The small fraction of activated neurons may come as a surprise given the high connectivity of the network. For example, Majewska and Yuste calculated that when looking at the graph of neurons connected by gap junctions only, over 90% of the neurons are coupled either directly or indirectly, via any number of coupled neurons (11). Moreover, a recent assembly of the network assigned many more gap junctions and synapses (12), so the connectivity may be even higher than estimated. Indeed, simulations of signal propagation in the network suggest that the vast majority of the neurons are expected to participate in stimulus encoding (Fig. 3 and Fig. S1; see Materials and Methods for a detailed description of the simulations). Our experimental findings, however, reveal that encoding is sparse (Figs. 2 and 3). There are several advantages to using a sparse encoding strategy of environmental stimuli (1 ⇓⇓–4, 8): It allows storing a greater number of representations as well as newly acquired memories (5, 20), and it is also energy efficient (21). This parsimony is particularly relevant given that C. elegans worms frequently face dire conditions (22) with limited resources and consequently evolved various strategies to alleviate energy deficits (23).

The compiled functional map (Fig. 2) also reveals a functional hierarchy: Few neurons respond to most chemical cues tested, whereas other neurons are more stimulus-specific. This functional hierarchy cannot be explained by network anatomy as the neurons at the top of the hierarchy are not hubs of the network but rather have an average number of synaptic partners (Fig. S2). Of particular interest are the amphid wing cell C (AWC) chemosensory neurons, which respond to most stimuli (Fig. 2). Moreover, we found that AWC also mildly responds to the change in the flow direction in the absence of a chemical stimulus (Fig. S3). This moderate activation (∼20%), however, is significantly lower than the activation observed in response to the different chemical stimuli, indicating that the ubiquitous response to those chemicals is genuine (Fig. S3).

This ubiquitous response has functional behavioral significance, as genetically ablated AWC worms (24) show impaired chemotactic behavior to a variety of chemical stimuli (17), including stimuli assayed in this study (Fig. S4), and therefore play a key role in the correct encoding of many different stimuli.

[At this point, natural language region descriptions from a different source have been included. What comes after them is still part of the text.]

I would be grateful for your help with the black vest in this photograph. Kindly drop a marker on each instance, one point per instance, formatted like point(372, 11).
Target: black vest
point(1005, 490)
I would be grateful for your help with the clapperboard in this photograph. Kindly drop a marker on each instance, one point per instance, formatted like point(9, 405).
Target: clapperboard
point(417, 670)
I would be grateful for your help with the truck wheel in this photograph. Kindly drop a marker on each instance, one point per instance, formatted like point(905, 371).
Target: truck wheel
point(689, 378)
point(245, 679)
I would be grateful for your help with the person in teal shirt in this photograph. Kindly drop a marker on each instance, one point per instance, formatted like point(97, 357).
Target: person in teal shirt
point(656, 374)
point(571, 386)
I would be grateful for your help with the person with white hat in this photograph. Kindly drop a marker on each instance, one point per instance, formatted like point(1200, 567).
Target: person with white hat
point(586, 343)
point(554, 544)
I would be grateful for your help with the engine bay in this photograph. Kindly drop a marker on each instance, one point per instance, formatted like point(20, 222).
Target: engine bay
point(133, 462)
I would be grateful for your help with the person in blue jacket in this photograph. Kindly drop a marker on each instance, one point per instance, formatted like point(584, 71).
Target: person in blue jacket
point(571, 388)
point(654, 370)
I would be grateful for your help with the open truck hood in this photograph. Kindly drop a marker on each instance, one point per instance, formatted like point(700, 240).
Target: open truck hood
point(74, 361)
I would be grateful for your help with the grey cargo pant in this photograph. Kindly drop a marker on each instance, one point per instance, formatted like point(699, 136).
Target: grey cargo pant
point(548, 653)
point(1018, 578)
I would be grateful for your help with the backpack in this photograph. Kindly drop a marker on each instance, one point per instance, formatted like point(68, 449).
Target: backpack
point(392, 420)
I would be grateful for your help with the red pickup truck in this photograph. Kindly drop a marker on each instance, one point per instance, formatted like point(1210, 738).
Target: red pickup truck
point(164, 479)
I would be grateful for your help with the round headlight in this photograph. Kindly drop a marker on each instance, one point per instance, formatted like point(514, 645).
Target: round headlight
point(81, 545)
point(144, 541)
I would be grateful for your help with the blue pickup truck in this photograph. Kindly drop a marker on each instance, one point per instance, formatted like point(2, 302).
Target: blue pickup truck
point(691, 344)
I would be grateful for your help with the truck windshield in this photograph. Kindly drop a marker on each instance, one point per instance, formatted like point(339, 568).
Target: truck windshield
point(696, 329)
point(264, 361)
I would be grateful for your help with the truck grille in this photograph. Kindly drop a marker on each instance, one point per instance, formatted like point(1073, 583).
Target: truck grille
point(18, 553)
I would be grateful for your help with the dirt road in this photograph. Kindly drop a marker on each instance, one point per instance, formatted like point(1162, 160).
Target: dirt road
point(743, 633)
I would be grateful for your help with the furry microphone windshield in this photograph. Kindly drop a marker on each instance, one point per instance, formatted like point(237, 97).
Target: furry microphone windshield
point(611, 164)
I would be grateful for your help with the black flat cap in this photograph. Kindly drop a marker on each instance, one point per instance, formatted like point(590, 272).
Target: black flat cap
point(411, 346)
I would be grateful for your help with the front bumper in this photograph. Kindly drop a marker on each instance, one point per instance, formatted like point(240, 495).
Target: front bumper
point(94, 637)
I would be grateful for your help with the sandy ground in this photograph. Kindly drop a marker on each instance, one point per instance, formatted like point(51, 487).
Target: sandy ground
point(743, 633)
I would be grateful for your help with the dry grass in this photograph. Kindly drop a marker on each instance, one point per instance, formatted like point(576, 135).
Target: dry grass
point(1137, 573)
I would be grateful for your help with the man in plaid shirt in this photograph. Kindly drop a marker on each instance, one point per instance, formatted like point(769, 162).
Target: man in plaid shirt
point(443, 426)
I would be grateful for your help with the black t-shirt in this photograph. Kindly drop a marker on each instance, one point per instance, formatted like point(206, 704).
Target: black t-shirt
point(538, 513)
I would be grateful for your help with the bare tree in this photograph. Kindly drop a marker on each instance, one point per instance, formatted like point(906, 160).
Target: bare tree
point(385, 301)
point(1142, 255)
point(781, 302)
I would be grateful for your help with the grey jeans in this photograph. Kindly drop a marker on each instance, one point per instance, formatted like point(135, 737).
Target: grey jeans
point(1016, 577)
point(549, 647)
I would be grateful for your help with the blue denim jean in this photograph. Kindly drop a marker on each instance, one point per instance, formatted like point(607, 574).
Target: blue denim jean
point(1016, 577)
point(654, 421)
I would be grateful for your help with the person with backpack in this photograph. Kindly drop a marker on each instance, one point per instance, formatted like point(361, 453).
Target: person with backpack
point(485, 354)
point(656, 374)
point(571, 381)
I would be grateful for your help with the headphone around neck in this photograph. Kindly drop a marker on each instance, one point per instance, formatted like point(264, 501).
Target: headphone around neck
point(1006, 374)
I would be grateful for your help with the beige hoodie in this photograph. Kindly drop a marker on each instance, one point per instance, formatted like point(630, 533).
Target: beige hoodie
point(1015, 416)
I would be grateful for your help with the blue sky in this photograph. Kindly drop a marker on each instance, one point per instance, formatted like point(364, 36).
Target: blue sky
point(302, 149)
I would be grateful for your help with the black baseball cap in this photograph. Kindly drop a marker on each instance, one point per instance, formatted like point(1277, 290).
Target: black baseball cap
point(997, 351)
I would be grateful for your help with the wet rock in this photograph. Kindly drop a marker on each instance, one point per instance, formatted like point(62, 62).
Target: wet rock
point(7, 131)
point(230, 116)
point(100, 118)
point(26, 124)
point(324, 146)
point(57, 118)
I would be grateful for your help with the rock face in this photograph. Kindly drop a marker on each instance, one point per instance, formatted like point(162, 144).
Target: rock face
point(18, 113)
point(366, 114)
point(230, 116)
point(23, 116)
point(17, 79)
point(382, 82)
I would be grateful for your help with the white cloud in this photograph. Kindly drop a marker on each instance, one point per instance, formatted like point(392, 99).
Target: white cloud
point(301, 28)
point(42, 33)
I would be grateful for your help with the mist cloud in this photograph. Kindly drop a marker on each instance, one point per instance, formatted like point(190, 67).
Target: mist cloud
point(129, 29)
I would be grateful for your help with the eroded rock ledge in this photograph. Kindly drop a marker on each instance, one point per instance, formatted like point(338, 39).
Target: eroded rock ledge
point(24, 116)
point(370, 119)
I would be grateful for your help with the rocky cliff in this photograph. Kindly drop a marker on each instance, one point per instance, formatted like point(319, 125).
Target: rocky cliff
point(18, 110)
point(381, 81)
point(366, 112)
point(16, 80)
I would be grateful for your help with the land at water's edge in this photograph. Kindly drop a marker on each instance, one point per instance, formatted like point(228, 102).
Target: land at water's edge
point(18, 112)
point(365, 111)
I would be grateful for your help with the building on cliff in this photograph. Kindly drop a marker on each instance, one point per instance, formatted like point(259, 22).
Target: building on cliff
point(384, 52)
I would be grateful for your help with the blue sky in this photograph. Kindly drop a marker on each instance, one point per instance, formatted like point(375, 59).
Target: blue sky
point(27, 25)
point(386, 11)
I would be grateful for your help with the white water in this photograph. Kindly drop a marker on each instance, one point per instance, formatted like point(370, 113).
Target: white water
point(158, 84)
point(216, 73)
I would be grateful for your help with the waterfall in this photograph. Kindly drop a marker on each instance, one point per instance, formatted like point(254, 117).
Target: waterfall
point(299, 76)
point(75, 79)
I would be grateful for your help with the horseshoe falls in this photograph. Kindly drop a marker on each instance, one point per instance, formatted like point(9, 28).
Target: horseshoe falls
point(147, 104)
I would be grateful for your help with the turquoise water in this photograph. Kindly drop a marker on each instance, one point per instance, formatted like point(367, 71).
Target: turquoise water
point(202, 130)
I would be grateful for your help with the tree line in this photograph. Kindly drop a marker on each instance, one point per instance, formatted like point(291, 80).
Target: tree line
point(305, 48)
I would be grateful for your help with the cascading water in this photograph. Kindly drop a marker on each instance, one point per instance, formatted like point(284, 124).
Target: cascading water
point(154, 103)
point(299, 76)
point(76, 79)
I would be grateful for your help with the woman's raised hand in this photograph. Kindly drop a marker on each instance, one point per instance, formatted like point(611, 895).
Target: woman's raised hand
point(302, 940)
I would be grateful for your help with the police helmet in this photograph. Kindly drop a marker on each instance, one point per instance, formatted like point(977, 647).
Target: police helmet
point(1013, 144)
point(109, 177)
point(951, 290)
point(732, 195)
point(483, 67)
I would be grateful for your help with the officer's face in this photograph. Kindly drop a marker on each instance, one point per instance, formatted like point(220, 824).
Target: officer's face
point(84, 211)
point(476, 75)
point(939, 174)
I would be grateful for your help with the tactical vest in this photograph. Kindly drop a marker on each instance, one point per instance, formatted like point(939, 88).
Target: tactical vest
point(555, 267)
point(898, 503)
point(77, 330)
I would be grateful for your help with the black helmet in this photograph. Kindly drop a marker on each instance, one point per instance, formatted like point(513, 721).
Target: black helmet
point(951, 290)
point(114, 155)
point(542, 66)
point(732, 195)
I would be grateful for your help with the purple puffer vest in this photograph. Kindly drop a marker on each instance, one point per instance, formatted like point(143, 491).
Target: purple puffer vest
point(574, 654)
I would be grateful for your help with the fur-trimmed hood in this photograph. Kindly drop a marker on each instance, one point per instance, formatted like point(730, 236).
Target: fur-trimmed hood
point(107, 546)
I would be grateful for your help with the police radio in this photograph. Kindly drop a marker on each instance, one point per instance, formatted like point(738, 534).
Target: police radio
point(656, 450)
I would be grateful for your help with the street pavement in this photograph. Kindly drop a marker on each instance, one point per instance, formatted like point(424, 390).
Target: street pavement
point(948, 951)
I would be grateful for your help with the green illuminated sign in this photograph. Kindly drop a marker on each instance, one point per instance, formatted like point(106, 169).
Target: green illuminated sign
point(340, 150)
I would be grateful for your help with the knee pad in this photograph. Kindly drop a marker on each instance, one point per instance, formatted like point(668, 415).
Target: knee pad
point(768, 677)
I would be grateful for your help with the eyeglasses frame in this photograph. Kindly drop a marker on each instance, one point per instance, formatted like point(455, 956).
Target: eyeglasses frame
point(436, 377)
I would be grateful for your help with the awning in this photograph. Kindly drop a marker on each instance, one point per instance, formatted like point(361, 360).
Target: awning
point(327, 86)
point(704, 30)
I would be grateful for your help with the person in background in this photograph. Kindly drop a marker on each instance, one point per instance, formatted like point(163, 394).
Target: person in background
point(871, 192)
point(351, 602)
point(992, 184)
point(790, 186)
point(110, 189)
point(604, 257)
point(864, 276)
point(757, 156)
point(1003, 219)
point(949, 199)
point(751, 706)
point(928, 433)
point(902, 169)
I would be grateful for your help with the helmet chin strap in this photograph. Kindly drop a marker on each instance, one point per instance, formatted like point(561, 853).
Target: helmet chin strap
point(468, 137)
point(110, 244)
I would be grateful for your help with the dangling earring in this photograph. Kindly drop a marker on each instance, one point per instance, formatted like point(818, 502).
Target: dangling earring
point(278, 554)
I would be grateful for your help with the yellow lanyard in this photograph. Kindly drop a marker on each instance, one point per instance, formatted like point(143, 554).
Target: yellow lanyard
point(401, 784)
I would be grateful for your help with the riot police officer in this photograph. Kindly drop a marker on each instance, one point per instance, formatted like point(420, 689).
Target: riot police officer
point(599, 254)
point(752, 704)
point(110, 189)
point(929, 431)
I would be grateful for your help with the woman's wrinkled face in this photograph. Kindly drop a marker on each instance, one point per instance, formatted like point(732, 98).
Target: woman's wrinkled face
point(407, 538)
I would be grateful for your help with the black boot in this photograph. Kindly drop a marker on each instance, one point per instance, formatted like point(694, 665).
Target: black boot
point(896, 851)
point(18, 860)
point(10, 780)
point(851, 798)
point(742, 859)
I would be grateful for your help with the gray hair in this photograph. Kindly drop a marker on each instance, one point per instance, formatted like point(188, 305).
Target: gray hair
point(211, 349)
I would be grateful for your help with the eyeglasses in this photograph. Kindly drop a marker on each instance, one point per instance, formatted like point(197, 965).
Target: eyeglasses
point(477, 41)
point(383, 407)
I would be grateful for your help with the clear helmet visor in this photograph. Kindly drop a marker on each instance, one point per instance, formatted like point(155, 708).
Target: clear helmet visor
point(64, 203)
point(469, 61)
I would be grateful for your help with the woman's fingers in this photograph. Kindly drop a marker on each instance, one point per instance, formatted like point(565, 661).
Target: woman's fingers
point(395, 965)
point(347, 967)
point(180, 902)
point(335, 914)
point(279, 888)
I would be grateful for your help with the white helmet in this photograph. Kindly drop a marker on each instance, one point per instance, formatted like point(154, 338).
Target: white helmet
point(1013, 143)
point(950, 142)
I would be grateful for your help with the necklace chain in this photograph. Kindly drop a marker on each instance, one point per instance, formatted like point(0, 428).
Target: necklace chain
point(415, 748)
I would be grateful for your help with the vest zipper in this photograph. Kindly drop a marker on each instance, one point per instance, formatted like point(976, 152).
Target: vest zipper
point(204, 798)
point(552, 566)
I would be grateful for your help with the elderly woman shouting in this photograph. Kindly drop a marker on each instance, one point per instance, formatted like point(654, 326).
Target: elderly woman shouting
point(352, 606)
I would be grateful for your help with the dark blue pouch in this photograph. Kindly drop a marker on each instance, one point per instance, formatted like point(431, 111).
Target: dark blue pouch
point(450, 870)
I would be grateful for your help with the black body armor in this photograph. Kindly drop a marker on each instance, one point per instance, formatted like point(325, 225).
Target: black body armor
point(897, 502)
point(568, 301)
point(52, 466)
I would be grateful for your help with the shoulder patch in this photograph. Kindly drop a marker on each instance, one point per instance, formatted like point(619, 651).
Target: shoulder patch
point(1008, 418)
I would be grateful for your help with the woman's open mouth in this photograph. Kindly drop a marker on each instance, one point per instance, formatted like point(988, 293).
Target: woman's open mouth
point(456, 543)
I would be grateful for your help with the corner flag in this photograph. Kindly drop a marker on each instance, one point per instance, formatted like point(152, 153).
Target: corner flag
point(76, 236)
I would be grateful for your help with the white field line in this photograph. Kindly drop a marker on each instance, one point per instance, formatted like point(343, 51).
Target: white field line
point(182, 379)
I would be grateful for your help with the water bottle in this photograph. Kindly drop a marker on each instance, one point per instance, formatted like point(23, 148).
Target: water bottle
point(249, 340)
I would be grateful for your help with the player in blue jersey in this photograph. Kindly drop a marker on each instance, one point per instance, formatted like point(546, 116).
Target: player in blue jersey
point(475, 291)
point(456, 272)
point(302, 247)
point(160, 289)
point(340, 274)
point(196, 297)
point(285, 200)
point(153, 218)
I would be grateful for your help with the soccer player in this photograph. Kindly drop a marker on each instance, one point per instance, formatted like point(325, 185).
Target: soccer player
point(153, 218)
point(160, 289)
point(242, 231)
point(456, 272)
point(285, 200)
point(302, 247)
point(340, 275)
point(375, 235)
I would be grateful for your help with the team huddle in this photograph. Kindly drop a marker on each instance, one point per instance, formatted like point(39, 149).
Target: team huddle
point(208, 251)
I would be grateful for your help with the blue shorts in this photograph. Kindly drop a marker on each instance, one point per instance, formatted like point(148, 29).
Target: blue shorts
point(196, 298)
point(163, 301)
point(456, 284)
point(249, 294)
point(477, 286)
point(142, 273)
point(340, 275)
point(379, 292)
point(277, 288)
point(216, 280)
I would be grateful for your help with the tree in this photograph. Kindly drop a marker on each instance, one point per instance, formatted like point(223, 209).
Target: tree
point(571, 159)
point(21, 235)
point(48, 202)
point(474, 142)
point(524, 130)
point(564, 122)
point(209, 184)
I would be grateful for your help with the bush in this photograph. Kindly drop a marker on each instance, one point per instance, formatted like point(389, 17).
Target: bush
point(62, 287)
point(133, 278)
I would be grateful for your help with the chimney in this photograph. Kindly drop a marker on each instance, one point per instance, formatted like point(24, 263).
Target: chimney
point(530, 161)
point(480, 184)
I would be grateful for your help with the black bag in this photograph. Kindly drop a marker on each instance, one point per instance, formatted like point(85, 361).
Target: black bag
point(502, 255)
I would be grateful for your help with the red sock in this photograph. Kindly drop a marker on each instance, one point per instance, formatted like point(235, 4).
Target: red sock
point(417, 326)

Sparseness and functional hierarchy are design features common in neural systems with several layers of information processing (5, 11). Revealing these features of the C. elegans nervous system at the sensory level itself suggests that signal processing and integration may be already implemented at the sensory level itself or at the interface between the sensory and the interneuron level. Indeed, sensory neurons have been shown to be specialized to compute and temporally differentiate chemosensory cues (25, 26). Moreover, the structure of the neural network is shallow: We analyzed the C. elegans neural network and found that the average shortest path from each of the chemosensory neurons (at the sensory periphery) to the motor neurons (the most downstream elements in the nervous system) is 3.5 ± 0.8 synapses. Thus, signal integration at the sensory periphery could be particularly beneficial in the case of C. elegans given the small size and shallow structure of its nervous system. Indeed, the chemosensory neuron AWC^ON (“ON” denotes expression of the str-2 gene, which encodes a seven transmembrane receptor) was shown to act as an interneuron downstream of the primary salt-sensing amphid sensory neuron class E (ASE) neurons (27), and C. elegans chemotactic behavior can be controlled by manipulating a single pair of amphid interneuron class Y (AIY) interneurons that are postsynaptic to AWC (28).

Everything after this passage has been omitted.